Том 1. Страна счастливых — страница 38 из 66

— Д-два!

— Обучайся дисциплине!

— Три!

— Глаза протри!

— Четыре!

— Держи ее в блезире!

— Пять!

— Будь бойцом на ять!

Послышался резкий окрик Акулова:

— Почему галдеж?

— Степку стратегии учим.

— Прекратить.

Красногвардейцы нехотя выпустили Степку из рук. Он быстро вскочил на ноги, одернул шинель и выругался:

— Сволочи!

— Ничего. Для полировки крови полезно.

Подошли военрук и Гусев.

— Ну-ка, кто-нибудь двое. За пастухом. Винтовки оставить.

Утиный нос выступил вперед.

— Один приведу.

— Ну, сыпь.

Глава XXVII

— Вот он — герой какой, — указал утиный нос на перепуганного пастуха и встал в сторону.

— Из какой деревни? — спросил военрук.

Рябой, широкоплечий пастух торопливо перекинул кнут с правого плеча на левое.

— Мулинские мы, — шмыгнул он носом. — Пастух. Общественный пастух.

— Та-ак… Кто у вас в деревне?

Пастух замялся, настороженно оглядел нас всех.

— Ну?

— Не знаю этого… Неграмотные мы…

— Красного от белого не отличаешь?

— Это нам ни к чему… Мы не вмешиваемся…

— Значит, никого нет в деревне?

— Зачем никого? Мужики есть… Бабы… Все дома…

— А солдаты?

— И солдаты дома…

— Какие солдаты?

— Не знаю этого…

— Как же ты не знаешь?

— Не знаю, — потупился пастух. Подняв голову, он взглянул на нас и придурковато засмеялся: — Как мне знать?.. То же вот и вы… Солдаты и солдаты, а какие вы, докладаете мне рази?

Военрук пристально посмотрел на пастуха и сказал:

— Если тебе интересно: красногвардейцы мы.

Под ресницами пастуха метнулось что-то неуловимое, но тотчас глаза потухли и рябое лицо одеревенело.

— Неграмотные мы!.. — уныло повторил пастух.

— Да сам-то ты за кого? За помещика или за Советы?

— Се равно мине… Мы в общественных пастухах ходим. Не занимаемся таким делом.

— Ну, а ты кого бы хотел?

— Мине, чтобы общественным пастухом быть. Мине се равно.

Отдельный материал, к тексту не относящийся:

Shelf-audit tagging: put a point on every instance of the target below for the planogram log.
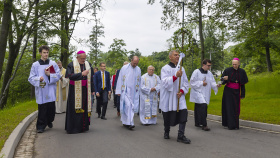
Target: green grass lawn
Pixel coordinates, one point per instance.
(11, 117)
(261, 103)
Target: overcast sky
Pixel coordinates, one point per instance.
(134, 21)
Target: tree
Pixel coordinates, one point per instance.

— Значит, и царь для тебя гож?

— Мине се равно.

— И советская власть все равно?

— Неграмотные мы…

— А как ты Ленина признаешь?

— Неграмотные мы…

— Значит, за помещика идешь?

— Мине се равно.

Кочегар вышел из рядов. Положив тяжелую руку на плечо пастуха, он сказал, щуря глаза:

— Ты хреновину не пори! Свои здесь. Если не веришь, что красные, — так на, гляди.

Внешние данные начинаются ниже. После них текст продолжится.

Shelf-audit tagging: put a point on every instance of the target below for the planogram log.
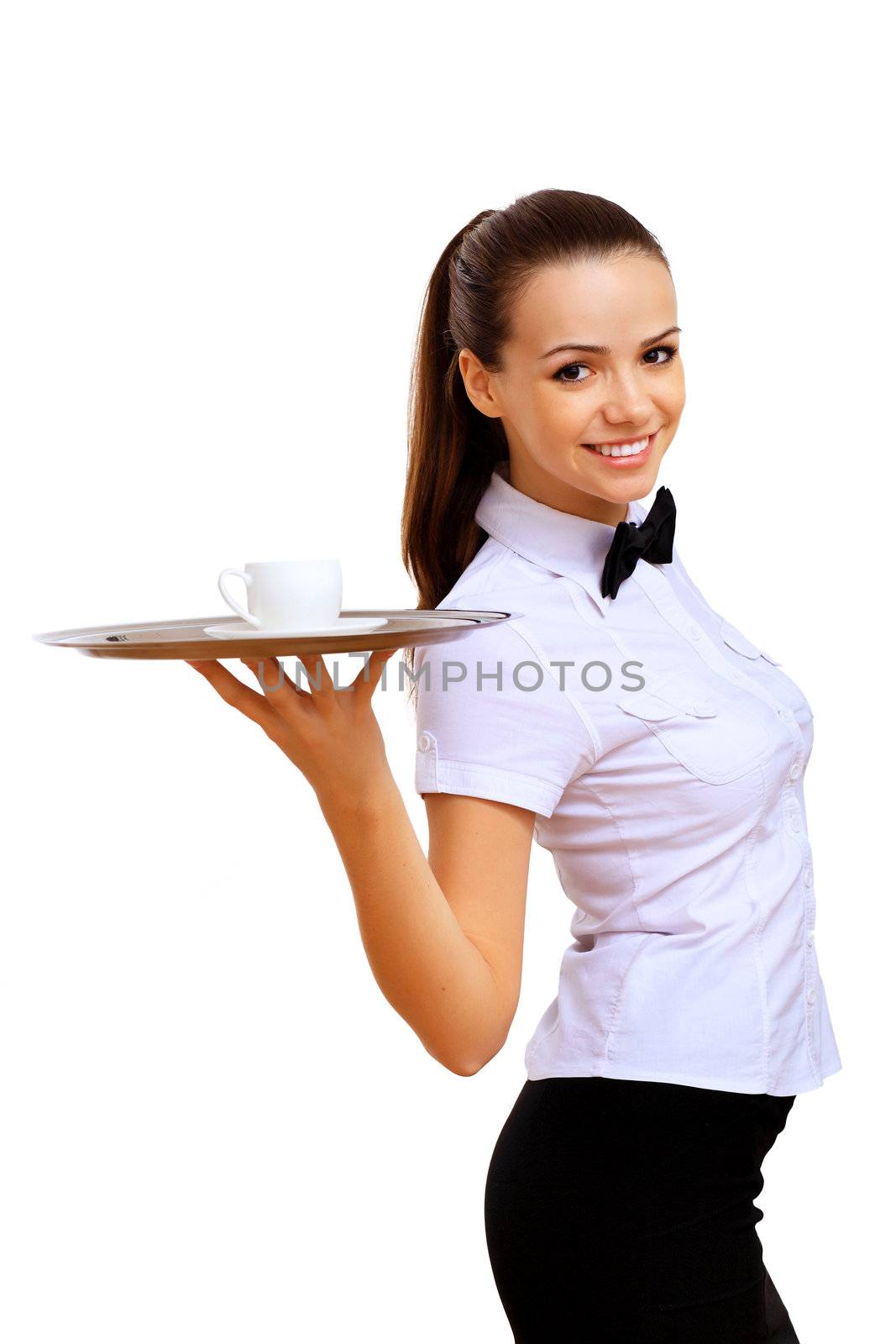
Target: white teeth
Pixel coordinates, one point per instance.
(626, 450)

Кочегар вытащил членскую карточку и сунул ее под нос пастуха.

— Видишь?

— Неграмотные мы.

— Ян, — крикнул кочегар, — дай свою! Волков! Евдоха! Тащи свои билеты!

Недоумевая, мы достали партийные билеты.

— Смотри! — сказал кочегар.

Пастух вытянул шею. Его глаза впились в куски белого картона.

— Ну?

— Красные вы!? — полувопросительно сказал пастух. Затем, взглянув на наши красные банты и ленты, крякнул: — Товарищи, значит?..

— А что? — протянул корявые руки кочегар. — Разве похоже на белоручку?

— А кто ж из вас товарищ командир? — осторожно спросил пастух.

— Я, — сказал Акулов.

Пастух задумался, потом, как бы решившись, тяжело вздохнул.

— Ну, ну?

— Ваши у нас в деревне!

— Какие наши?

— Офицеры!

— Да ты что, одурел?.. Ты сам-то кто будешь?

— За офицеров я! — твердо сказал пастух.

Из рядов выскочил Утиный нос и шмякнул пастуха по носу.

— Э, гад… Помещика хочешь?

Пастух отскочил в сторону. Вытирая окровавленный рот рукавом, он сказал тихо:

— Черт вас поймет! Если вы красные, так я ведь за красных.

— Грамотный?

— Грамотный!

— Чего ж ты дурака валяешь?

Вытирая окровавленный рот, пастух угрюмо сказал:

— Пойми вас.

— Да мы красные, дубина! — захрипел Акулов.

— Ну… Красные… И я красный… Офицерня в нашей деревне.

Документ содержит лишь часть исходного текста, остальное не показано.